In this timely book, Pam Lewis's passion for traditional pasture management and the preservation of our native species of plants and her extensive meadow-making experience, are translated into an easy-to-read,informative and highly practical text on creating and preserving wildflower meadows - from the smallest garden meadow to large-scale field projects.
Sticky Wicket in Dorset has been a mecca for serious garden visitors for many years and photographs of its beautiful gardens regularly appear in the gardening press. Created by Pam and Peter Lewis over the last fifteen years, the five acres of land have always been regarded as a haven for wildlife and managed accordingly.
Passionate about the preservation of England's dwindling meadows, Pam hopes to inspire others to create their own in this fascinating book, a combination of ecological sustainability and hands-on gardening. Prefaced by the champion of meadow gardening, Dame Miriam Rothschild, it explains how these overgrown green oases support and sustain a fast-vanishing population of essential wildlife - insects, mammals, birds and flora. Whether they are dry, wet, natural or created, Pam explains how to manage and care for your meadow in sympathy with nature.

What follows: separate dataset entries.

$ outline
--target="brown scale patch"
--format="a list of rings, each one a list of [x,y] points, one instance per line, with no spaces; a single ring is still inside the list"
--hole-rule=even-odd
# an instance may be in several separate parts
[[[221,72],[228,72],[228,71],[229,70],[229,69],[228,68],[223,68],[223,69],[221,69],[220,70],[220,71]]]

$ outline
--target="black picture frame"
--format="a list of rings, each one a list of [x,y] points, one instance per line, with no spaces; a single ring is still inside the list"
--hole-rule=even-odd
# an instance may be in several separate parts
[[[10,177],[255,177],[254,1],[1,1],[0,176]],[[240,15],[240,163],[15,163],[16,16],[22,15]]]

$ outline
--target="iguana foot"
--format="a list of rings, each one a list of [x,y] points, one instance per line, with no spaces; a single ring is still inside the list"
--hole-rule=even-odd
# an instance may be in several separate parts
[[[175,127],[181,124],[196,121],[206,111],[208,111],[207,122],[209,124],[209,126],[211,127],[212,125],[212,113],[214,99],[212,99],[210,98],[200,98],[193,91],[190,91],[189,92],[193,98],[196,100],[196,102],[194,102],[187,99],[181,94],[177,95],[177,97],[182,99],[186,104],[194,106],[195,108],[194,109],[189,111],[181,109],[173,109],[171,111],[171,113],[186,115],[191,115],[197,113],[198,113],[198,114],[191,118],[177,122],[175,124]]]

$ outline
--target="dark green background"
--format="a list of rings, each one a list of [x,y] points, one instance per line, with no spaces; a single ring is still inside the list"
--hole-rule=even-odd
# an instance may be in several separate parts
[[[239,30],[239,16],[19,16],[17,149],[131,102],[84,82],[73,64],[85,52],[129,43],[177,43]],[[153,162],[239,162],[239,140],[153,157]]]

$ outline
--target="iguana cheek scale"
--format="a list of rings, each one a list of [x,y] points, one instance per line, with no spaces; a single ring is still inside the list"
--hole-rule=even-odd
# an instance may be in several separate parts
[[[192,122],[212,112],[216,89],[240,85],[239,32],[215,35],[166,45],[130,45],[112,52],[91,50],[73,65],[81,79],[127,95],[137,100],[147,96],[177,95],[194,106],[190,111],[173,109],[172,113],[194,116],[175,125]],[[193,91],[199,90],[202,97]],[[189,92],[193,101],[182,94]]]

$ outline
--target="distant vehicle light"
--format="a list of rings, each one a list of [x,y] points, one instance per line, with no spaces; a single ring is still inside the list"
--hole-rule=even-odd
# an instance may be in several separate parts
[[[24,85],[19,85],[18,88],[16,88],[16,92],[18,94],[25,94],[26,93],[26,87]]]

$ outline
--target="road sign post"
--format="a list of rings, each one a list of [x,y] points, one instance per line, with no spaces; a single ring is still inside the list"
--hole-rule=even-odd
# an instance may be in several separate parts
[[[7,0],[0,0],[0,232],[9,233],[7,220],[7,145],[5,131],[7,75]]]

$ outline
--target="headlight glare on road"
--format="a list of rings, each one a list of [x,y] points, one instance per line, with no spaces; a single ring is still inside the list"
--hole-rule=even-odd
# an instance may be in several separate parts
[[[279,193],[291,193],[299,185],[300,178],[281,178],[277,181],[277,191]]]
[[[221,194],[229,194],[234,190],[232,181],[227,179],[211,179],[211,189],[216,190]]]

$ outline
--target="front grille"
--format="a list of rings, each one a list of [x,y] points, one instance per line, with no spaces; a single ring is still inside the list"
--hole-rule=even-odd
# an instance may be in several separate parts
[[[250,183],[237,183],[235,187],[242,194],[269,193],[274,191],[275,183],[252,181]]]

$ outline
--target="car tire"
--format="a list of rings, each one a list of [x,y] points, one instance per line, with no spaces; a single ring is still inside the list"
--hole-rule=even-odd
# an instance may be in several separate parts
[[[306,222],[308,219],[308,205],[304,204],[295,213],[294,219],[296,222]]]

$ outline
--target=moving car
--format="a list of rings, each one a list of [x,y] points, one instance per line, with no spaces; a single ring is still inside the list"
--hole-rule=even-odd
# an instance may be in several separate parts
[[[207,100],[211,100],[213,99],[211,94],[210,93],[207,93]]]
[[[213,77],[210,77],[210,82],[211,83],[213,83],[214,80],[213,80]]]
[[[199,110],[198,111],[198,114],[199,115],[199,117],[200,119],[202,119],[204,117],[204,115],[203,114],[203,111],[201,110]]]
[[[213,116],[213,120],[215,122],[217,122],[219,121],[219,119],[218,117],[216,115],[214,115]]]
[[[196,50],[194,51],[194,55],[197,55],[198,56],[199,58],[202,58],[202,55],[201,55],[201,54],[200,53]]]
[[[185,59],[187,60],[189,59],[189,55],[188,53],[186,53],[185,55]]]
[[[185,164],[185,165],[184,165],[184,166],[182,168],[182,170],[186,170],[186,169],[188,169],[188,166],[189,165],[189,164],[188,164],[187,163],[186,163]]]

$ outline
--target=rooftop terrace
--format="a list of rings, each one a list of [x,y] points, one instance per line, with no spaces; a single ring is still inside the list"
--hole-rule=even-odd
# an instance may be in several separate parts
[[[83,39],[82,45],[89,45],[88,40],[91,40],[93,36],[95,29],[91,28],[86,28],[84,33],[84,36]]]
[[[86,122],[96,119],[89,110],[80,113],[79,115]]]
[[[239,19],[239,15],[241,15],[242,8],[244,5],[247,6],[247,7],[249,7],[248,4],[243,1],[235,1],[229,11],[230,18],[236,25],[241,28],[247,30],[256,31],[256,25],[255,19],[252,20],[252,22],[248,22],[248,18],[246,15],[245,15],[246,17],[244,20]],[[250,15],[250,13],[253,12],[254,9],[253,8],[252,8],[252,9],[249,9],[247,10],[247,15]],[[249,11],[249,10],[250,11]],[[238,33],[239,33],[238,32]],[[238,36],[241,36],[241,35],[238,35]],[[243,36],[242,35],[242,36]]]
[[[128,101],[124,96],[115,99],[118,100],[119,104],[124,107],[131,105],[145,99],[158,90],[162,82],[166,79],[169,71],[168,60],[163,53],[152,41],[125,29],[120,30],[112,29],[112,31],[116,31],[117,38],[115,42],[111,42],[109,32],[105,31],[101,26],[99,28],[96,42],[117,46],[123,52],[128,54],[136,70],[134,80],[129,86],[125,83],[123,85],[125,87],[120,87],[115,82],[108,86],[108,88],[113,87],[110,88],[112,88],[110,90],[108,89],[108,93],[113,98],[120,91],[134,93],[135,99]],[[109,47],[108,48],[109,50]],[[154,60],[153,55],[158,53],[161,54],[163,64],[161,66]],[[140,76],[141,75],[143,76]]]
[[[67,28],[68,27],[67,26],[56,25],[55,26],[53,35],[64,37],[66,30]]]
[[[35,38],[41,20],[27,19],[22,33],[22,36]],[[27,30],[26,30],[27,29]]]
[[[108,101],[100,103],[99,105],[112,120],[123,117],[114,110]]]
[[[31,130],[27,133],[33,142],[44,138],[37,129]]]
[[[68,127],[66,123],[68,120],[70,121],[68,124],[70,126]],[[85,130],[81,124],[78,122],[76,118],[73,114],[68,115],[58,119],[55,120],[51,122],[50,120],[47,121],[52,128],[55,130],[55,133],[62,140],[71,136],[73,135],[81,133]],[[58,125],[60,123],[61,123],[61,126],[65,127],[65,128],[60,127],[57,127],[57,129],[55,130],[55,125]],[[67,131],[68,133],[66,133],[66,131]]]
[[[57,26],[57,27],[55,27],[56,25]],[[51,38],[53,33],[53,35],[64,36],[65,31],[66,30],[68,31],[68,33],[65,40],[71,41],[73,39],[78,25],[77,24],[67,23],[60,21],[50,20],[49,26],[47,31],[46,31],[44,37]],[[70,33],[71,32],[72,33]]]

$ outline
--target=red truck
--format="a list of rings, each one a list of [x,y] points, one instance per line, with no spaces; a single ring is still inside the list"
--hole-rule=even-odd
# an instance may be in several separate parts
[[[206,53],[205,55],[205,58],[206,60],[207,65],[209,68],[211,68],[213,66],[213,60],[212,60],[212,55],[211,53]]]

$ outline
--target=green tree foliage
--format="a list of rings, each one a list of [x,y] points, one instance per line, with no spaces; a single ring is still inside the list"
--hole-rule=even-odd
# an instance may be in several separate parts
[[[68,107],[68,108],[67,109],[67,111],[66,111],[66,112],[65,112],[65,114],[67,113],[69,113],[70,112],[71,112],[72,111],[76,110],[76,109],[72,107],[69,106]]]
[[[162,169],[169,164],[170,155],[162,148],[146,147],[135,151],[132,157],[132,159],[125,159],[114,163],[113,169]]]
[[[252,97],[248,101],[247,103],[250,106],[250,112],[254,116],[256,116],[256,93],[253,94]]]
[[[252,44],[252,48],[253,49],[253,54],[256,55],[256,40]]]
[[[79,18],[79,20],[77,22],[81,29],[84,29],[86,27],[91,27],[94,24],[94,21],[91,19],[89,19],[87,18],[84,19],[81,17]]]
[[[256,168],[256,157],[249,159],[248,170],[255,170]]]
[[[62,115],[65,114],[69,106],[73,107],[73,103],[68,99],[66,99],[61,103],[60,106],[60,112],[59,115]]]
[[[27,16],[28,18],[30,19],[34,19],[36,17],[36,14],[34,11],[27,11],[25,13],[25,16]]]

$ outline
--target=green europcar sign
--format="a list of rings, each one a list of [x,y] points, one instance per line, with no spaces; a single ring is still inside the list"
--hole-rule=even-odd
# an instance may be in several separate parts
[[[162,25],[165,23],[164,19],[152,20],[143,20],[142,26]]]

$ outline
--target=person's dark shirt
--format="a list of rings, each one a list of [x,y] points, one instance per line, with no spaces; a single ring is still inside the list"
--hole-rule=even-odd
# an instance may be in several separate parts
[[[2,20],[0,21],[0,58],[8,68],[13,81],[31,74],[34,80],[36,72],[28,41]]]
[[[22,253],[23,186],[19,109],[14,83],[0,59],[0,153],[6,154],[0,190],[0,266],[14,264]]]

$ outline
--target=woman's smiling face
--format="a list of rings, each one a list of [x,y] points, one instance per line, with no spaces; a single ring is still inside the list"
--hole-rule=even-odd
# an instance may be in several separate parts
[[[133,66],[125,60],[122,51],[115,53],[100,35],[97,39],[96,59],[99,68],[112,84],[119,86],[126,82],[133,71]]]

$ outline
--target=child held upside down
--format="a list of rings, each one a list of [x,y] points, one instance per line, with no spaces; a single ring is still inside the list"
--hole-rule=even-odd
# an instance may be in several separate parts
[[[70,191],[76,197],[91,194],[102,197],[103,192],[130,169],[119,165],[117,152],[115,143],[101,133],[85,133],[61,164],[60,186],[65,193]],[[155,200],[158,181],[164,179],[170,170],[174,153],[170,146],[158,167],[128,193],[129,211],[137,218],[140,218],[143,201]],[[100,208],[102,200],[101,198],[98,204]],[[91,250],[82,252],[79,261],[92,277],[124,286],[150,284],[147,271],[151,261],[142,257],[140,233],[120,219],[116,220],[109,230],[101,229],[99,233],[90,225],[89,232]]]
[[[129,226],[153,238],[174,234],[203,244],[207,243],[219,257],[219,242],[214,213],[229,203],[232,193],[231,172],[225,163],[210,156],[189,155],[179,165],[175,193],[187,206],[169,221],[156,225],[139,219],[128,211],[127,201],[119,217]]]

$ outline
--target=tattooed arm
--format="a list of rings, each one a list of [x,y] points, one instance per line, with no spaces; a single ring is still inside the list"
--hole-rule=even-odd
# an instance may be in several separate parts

She teaches what to look for when first appraising a meadow, when to mow, when to sow, when to 'weed', when to plant. This is also a history of Sticky Wicket and its horticultural developments - the lessons learned, the experience gained along with a frightening insight into how over-cultivation by farmers and acquisition by property developers is slowly but surely destroying England's green and pleasant land.
Accompanied by the photographs of acclaimed garden photographer Steven Wooster, the book shows what can be done by gardeners everywhere to halt this destruction and restore beauty to the countryside.